Selain penambahan kapasitas, kondisi harga yang lebih kondusif akibat pasokan yang mengetat serta prospek permintaan untuk kertas kemasan dan kertas tisu yang tetap kuat disebut-sebut memperkuat prospek pertumbuhan INKP.
Proyeksi Kinerja Keuangan
Analis KB Valbury Sekuritas, Adolf RB Setiadi, memperkirakan INKP akan membukukan pendapatan sebesar US$ 3,5 miliar pada 2026 dan naik menjadi US$ 3,8 miliar pada 2027. Proyeksi EBITDA perusahaan diperkirakan mencapai US$ 968 juta pada 2026 dan meningkat menjadi US$ 1,09 miliar pada 2027.
Laba bersih juga diproyeksikan naik, dari US$ 521 juta pada 2026 menjadi US$ 570 juta pada 2027. “Kami memperkirakan INKP membukukan pendapatan sebesar US$ 3,5 miliar pada 2026 dan meningkat menjadi US$ 3,8 miliar pada 2027,” tulis Adolf RB Setiadi dalam risetnya.
Kinerja Kuartal I-2026
Hingga kuartal I-2026, INKP mencatatkan kinerja yang solid.
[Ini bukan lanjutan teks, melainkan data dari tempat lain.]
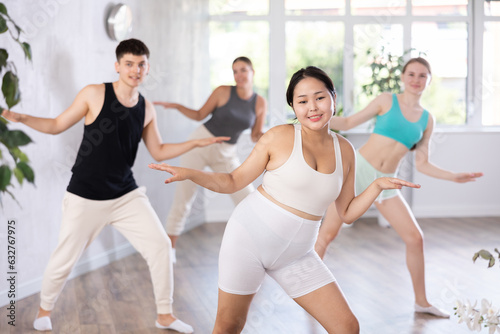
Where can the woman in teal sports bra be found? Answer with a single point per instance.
(402, 124)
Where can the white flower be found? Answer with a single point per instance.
(485, 306)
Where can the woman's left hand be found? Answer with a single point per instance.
(211, 140)
(177, 172)
(394, 183)
(466, 177)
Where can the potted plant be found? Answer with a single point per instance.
(11, 140)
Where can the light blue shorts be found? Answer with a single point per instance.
(366, 174)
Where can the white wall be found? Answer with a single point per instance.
(70, 50)
(455, 150)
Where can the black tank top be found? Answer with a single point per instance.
(103, 166)
(232, 118)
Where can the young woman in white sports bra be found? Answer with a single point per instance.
(273, 230)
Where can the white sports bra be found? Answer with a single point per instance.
(299, 186)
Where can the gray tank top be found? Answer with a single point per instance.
(232, 118)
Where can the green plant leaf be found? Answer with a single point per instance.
(17, 154)
(3, 9)
(15, 138)
(27, 50)
(4, 55)
(3, 125)
(3, 25)
(5, 175)
(27, 171)
(10, 89)
(19, 175)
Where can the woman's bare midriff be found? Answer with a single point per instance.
(296, 212)
(383, 153)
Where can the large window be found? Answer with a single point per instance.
(460, 38)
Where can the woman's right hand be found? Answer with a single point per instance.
(165, 105)
(385, 183)
(11, 115)
(176, 172)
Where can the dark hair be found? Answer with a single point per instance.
(133, 46)
(245, 60)
(419, 60)
(310, 72)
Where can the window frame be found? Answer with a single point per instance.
(277, 20)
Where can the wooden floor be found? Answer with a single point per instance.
(367, 260)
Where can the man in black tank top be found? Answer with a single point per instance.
(102, 190)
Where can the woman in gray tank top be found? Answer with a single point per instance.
(233, 109)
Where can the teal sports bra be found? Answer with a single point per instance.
(394, 125)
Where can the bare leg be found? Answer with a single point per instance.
(399, 215)
(232, 311)
(173, 239)
(330, 228)
(328, 305)
(43, 313)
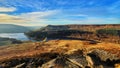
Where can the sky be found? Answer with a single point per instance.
(59, 12)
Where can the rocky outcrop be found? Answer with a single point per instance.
(78, 59)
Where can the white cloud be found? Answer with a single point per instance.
(7, 9)
(38, 16)
(5, 18)
(29, 18)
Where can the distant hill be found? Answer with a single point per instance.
(10, 28)
(108, 33)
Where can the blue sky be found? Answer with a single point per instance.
(58, 12)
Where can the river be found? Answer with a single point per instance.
(18, 36)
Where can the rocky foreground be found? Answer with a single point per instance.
(60, 54)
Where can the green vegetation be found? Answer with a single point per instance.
(114, 32)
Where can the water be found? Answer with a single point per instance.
(18, 36)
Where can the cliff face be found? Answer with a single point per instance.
(79, 32)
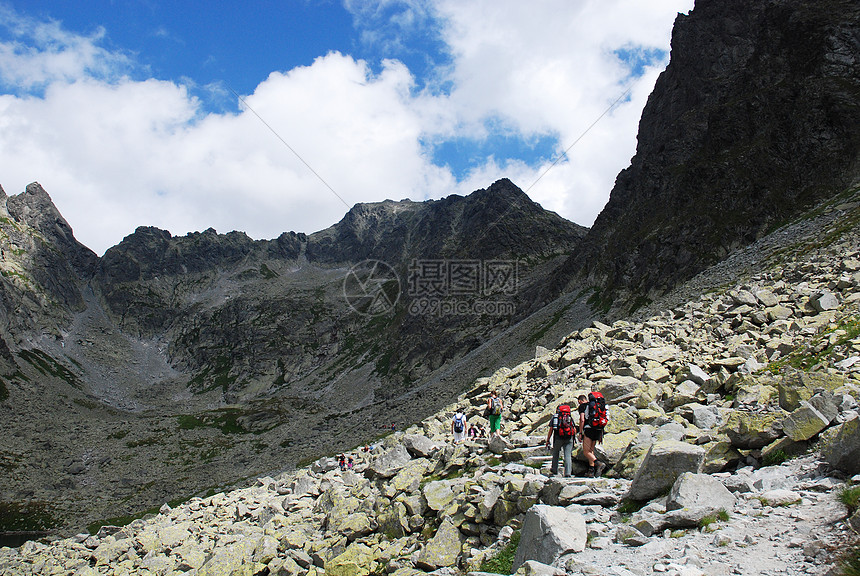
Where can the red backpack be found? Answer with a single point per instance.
(596, 416)
(566, 426)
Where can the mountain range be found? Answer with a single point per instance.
(173, 366)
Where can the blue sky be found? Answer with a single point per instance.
(124, 110)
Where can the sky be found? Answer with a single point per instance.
(275, 116)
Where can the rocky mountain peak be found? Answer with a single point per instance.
(754, 120)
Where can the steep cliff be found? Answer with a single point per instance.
(756, 118)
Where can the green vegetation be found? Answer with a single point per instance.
(217, 375)
(533, 338)
(148, 441)
(225, 419)
(502, 563)
(49, 367)
(807, 357)
(88, 404)
(600, 303)
(850, 497)
(267, 272)
(26, 517)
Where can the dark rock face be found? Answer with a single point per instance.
(225, 356)
(43, 266)
(755, 119)
(498, 222)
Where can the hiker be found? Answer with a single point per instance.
(591, 425)
(494, 414)
(458, 426)
(560, 436)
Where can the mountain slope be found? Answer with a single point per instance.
(755, 119)
(173, 365)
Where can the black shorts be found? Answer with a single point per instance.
(595, 434)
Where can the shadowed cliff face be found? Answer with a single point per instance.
(755, 119)
(175, 364)
(216, 356)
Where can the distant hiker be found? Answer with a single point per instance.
(562, 431)
(583, 405)
(592, 423)
(458, 426)
(494, 413)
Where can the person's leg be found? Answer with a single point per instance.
(556, 448)
(588, 450)
(568, 457)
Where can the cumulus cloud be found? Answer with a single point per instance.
(116, 150)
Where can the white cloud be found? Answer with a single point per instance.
(116, 153)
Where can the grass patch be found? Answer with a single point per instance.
(819, 348)
(49, 367)
(267, 272)
(850, 497)
(226, 420)
(502, 563)
(26, 517)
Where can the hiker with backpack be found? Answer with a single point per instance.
(458, 426)
(591, 425)
(494, 413)
(562, 431)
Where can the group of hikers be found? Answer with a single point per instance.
(564, 430)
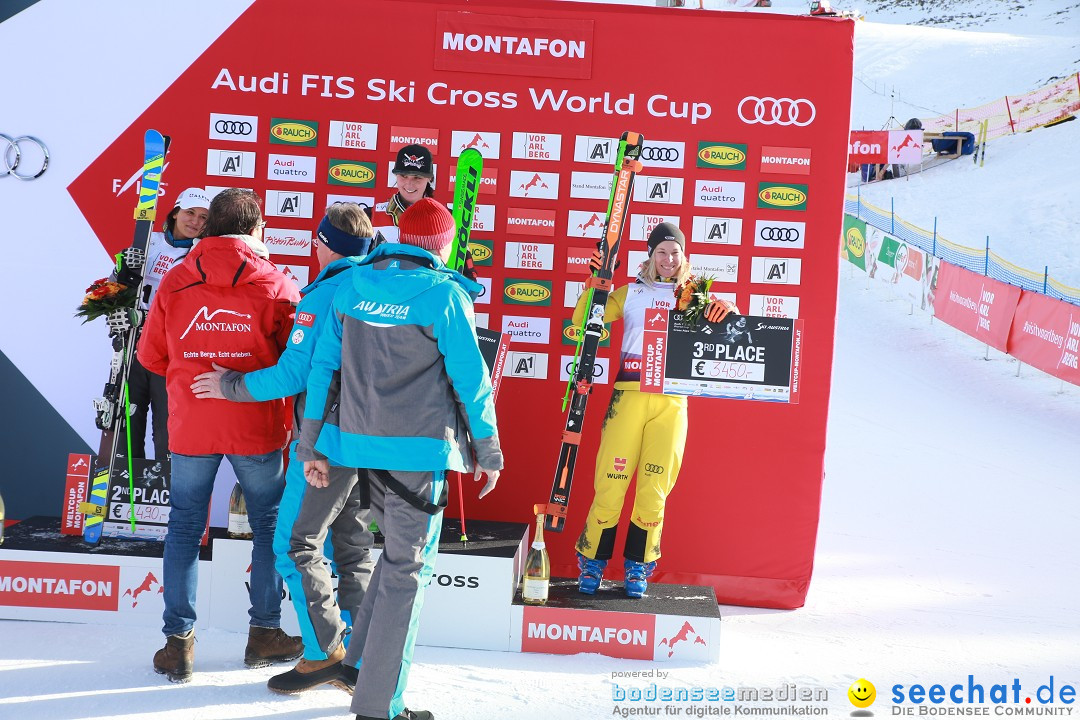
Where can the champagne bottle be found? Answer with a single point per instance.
(537, 575)
(239, 527)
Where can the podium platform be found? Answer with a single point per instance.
(473, 600)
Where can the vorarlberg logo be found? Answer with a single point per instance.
(1008, 700)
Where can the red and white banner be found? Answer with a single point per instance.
(979, 306)
(1045, 334)
(541, 90)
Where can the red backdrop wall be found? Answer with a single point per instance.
(744, 514)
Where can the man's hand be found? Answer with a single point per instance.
(493, 477)
(717, 310)
(318, 473)
(208, 384)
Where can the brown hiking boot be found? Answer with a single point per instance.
(270, 644)
(309, 674)
(177, 657)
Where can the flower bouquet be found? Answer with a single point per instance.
(691, 298)
(103, 297)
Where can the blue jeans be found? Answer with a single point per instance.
(261, 481)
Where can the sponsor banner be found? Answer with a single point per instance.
(511, 44)
(981, 307)
(779, 233)
(529, 221)
(602, 369)
(742, 357)
(286, 203)
(75, 491)
(577, 261)
(653, 189)
(782, 197)
(291, 168)
(718, 193)
(522, 291)
(585, 223)
(905, 147)
(281, 241)
(571, 290)
(351, 173)
(724, 268)
(529, 256)
(724, 155)
(774, 306)
(778, 271)
(571, 333)
(482, 252)
(488, 179)
(854, 241)
(484, 219)
(400, 136)
(59, 585)
(392, 179)
(1045, 334)
(663, 153)
(353, 135)
(640, 226)
(524, 328)
(866, 147)
(537, 146)
(593, 149)
(716, 230)
(595, 186)
(360, 200)
(487, 143)
(485, 296)
(528, 365)
(237, 128)
(297, 273)
(230, 163)
(785, 161)
(297, 133)
(527, 184)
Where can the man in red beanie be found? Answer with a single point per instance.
(399, 390)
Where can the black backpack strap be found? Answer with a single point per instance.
(416, 501)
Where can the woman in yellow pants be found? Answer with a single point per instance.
(643, 432)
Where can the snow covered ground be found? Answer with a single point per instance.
(950, 516)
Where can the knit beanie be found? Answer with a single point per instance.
(663, 232)
(427, 223)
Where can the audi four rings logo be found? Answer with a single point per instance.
(232, 127)
(780, 234)
(777, 111)
(13, 158)
(660, 154)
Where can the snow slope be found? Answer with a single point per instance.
(950, 515)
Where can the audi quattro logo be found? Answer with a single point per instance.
(780, 234)
(777, 111)
(232, 127)
(13, 158)
(660, 154)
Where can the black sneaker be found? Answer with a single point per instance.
(406, 715)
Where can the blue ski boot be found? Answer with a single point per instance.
(592, 574)
(637, 576)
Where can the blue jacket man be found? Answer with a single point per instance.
(399, 389)
(313, 524)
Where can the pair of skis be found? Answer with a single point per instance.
(626, 166)
(113, 407)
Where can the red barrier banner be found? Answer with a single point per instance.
(543, 90)
(866, 147)
(979, 306)
(1045, 334)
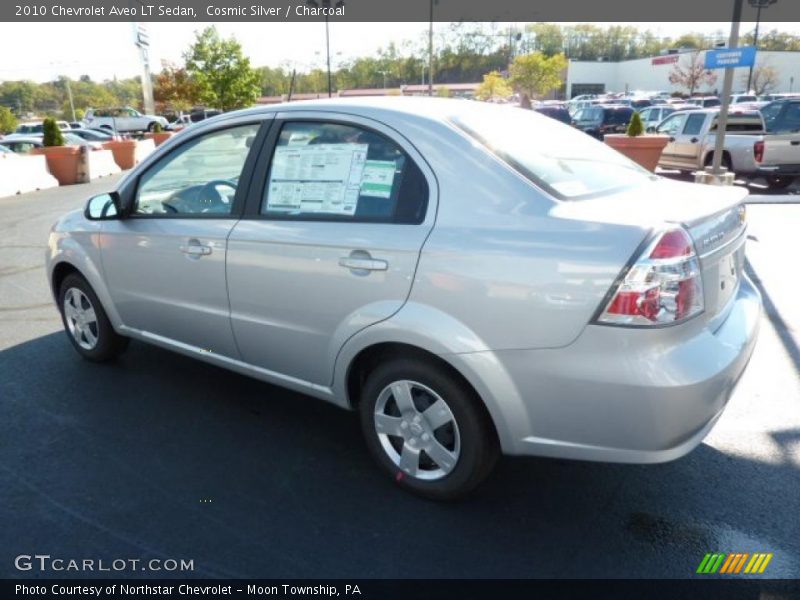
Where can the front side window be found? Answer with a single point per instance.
(197, 178)
(330, 171)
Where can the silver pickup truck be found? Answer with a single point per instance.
(750, 150)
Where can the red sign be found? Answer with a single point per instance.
(665, 60)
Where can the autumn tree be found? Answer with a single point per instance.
(692, 73)
(221, 71)
(174, 88)
(536, 75)
(765, 79)
(493, 86)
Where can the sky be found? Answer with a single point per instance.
(106, 50)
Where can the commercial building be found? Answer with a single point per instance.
(652, 74)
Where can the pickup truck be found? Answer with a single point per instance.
(750, 150)
(122, 120)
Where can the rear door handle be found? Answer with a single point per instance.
(363, 264)
(196, 249)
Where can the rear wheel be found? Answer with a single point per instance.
(86, 323)
(427, 429)
(779, 183)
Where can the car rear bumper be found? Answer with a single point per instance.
(621, 394)
(779, 171)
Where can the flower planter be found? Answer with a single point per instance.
(159, 137)
(644, 149)
(62, 162)
(124, 152)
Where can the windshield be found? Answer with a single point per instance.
(565, 162)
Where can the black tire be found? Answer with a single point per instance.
(108, 343)
(478, 449)
(779, 183)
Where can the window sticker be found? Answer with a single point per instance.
(321, 178)
(378, 178)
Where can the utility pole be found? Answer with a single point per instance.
(727, 84)
(142, 41)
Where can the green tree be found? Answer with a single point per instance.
(536, 75)
(8, 122)
(493, 86)
(223, 75)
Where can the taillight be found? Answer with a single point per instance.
(663, 287)
(758, 150)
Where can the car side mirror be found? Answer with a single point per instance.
(104, 207)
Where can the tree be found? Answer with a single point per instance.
(221, 72)
(692, 74)
(175, 89)
(765, 79)
(493, 86)
(536, 75)
(8, 122)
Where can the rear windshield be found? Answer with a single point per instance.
(563, 161)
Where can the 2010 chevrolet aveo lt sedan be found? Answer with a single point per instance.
(472, 279)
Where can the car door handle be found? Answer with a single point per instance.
(363, 264)
(196, 249)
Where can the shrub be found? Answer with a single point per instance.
(635, 127)
(52, 134)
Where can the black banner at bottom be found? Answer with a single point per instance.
(405, 589)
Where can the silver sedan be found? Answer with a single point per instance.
(472, 279)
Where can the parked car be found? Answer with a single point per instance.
(780, 155)
(470, 278)
(704, 102)
(24, 144)
(742, 98)
(559, 113)
(37, 127)
(653, 115)
(122, 120)
(602, 119)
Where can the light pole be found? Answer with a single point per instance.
(758, 4)
(326, 5)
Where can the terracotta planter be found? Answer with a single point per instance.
(160, 137)
(62, 162)
(124, 152)
(644, 149)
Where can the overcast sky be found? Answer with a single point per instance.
(105, 50)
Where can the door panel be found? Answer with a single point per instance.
(331, 243)
(165, 263)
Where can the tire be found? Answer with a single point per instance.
(447, 453)
(779, 183)
(91, 334)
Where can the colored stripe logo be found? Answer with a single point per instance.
(734, 563)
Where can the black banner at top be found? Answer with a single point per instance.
(607, 11)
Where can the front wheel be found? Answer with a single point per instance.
(427, 429)
(86, 323)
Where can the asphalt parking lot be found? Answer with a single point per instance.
(160, 456)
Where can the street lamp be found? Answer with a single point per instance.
(326, 4)
(757, 4)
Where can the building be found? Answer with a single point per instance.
(652, 74)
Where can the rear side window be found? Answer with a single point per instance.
(563, 161)
(694, 124)
(334, 172)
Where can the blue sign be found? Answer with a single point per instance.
(726, 58)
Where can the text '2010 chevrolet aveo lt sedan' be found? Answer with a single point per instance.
(472, 279)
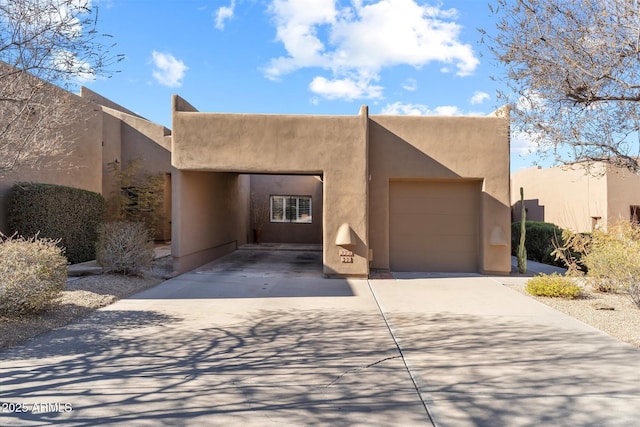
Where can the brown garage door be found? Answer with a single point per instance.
(433, 226)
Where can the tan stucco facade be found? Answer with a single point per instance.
(263, 187)
(102, 132)
(357, 157)
(574, 197)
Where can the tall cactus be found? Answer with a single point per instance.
(522, 251)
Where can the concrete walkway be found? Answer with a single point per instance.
(217, 348)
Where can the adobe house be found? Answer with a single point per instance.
(575, 198)
(101, 133)
(396, 192)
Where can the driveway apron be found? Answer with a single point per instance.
(219, 348)
(227, 345)
(485, 355)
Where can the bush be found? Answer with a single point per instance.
(538, 241)
(124, 247)
(33, 273)
(70, 215)
(613, 260)
(553, 285)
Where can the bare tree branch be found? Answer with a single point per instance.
(572, 76)
(54, 41)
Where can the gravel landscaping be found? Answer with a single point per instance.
(612, 313)
(82, 296)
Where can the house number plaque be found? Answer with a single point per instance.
(346, 256)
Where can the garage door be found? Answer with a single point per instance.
(433, 226)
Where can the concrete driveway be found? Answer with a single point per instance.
(221, 346)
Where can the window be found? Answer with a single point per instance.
(138, 199)
(291, 209)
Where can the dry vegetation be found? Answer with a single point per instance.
(612, 313)
(82, 296)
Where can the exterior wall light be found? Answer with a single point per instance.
(498, 237)
(346, 236)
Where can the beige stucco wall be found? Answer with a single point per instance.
(332, 146)
(443, 148)
(209, 216)
(568, 196)
(128, 138)
(623, 191)
(264, 186)
(80, 167)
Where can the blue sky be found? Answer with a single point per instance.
(301, 57)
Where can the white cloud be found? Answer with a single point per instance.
(345, 88)
(168, 70)
(355, 43)
(70, 63)
(410, 85)
(223, 14)
(479, 97)
(522, 144)
(400, 109)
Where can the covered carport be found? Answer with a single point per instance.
(215, 155)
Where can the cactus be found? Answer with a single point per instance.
(522, 251)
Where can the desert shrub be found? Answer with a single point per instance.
(67, 214)
(613, 260)
(33, 273)
(538, 242)
(553, 285)
(570, 249)
(124, 247)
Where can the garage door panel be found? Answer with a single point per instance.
(437, 224)
(433, 226)
(449, 244)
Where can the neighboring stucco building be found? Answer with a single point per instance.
(101, 133)
(575, 198)
(390, 192)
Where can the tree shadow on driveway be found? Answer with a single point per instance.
(269, 367)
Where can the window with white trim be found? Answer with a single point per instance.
(291, 209)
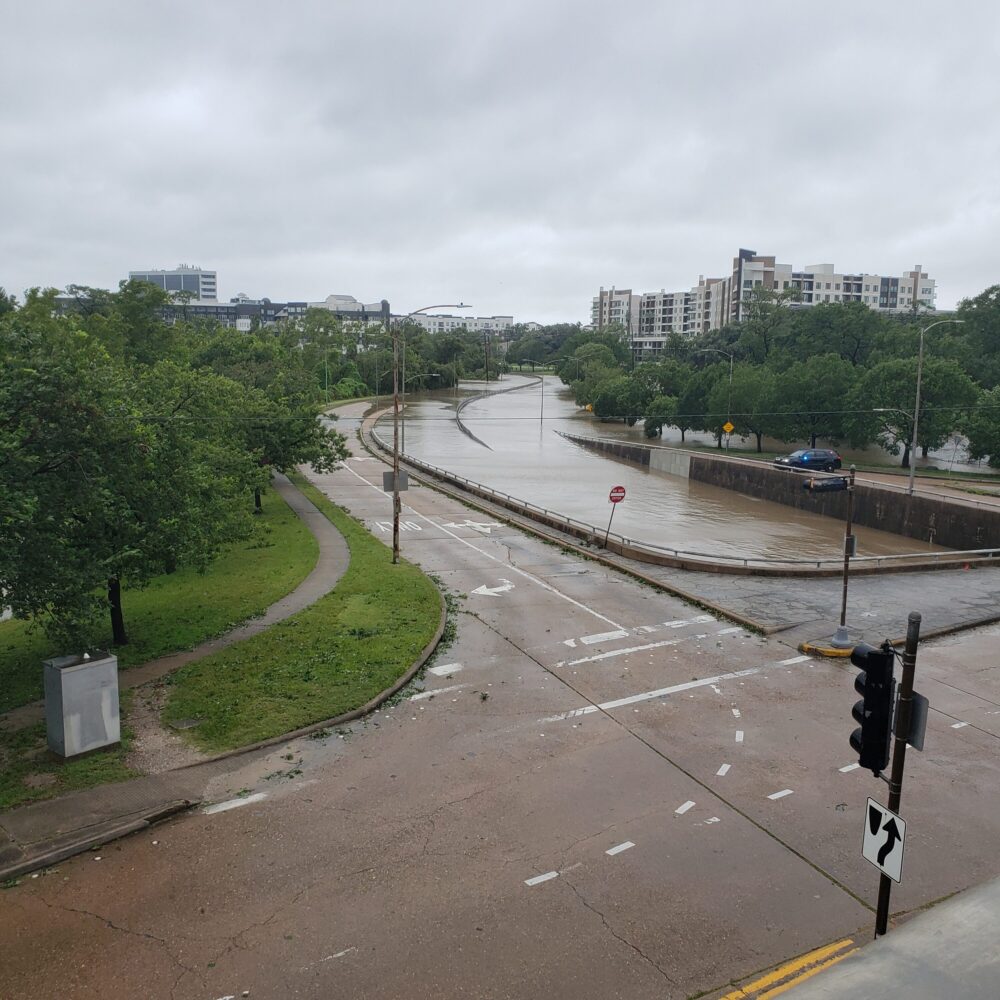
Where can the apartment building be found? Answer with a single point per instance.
(616, 305)
(188, 278)
(444, 323)
(716, 302)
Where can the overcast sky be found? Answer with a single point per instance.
(513, 155)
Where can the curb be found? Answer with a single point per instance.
(103, 834)
(351, 716)
(565, 542)
(116, 828)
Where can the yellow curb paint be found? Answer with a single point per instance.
(788, 969)
(805, 975)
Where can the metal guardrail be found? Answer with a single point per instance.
(834, 563)
(758, 462)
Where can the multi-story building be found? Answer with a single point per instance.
(443, 323)
(716, 302)
(183, 278)
(616, 305)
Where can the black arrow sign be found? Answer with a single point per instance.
(893, 835)
(874, 818)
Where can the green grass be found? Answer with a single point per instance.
(183, 609)
(330, 658)
(24, 754)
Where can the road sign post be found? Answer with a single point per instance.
(882, 841)
(904, 710)
(615, 497)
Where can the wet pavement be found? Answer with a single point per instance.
(600, 791)
(528, 459)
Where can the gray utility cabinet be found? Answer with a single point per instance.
(81, 703)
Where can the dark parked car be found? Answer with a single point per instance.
(812, 459)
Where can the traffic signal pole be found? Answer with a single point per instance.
(904, 713)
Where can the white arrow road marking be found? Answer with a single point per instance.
(430, 694)
(233, 804)
(618, 848)
(444, 669)
(485, 591)
(541, 878)
(523, 573)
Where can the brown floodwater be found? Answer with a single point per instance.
(527, 459)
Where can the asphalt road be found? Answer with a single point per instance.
(599, 792)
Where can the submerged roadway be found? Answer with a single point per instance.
(597, 790)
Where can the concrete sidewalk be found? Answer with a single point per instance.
(44, 833)
(331, 565)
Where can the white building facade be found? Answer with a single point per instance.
(445, 323)
(187, 278)
(716, 302)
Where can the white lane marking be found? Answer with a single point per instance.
(485, 591)
(618, 848)
(233, 804)
(496, 559)
(589, 640)
(538, 879)
(430, 694)
(340, 954)
(445, 669)
(623, 652)
(658, 693)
Pendapatan tumbuh 4,3% menjadi US$ 816 juta, didukung oleh stabilnya bisnis bubur kertas dan peningkatan kontribusi bisnis kertas.
Per Maret 2026, penjualan pulp naik 8,1% menjadi 2 juta ton, sementara penjualan kertas industri meningkat 10% menjadi 2 juta ton. EBITDA kuartal I-2026 tumbuh 33,5% menjadi US$ 257 juta, dan laba bersih naik 11,4% menjadi US$ 156 juta.
Target Harga Saham
KB Valbury Sekuritas menginisiasi rekomendasi buy untuk saham INKP dengan target harga Rp 11.200, mengindikasikan potensi kenaikan sekitar 51,3% dari harga acuan. Penetapan target tersebut menggunakan metode discounted cash flow dan setara dengan estimasi valuasi EV/EBITDA 2026 sebesar 7,8 kali.
Sebelumnya, BCA Sekuritas merevisi proyeksi pendapatan INKP menjadi US$ 3,7 miliar untuk 2026 dan US$ 4 miliar untuk 2027. BCA Sekuritas juga menaikkan proyeksi laba bersih 2026 menjadi US$ 545 juta dan mempertahankan rekomendasi buy, sambil menargetkan harga saham Rp 11.700.
Faktor Risiko
Risiko utama yang dicatat analis meliputi penurunan permintaan pulp global, volatilitas kondisi makroekonomi, serta ketidakpastian tarif perdagangan internasional.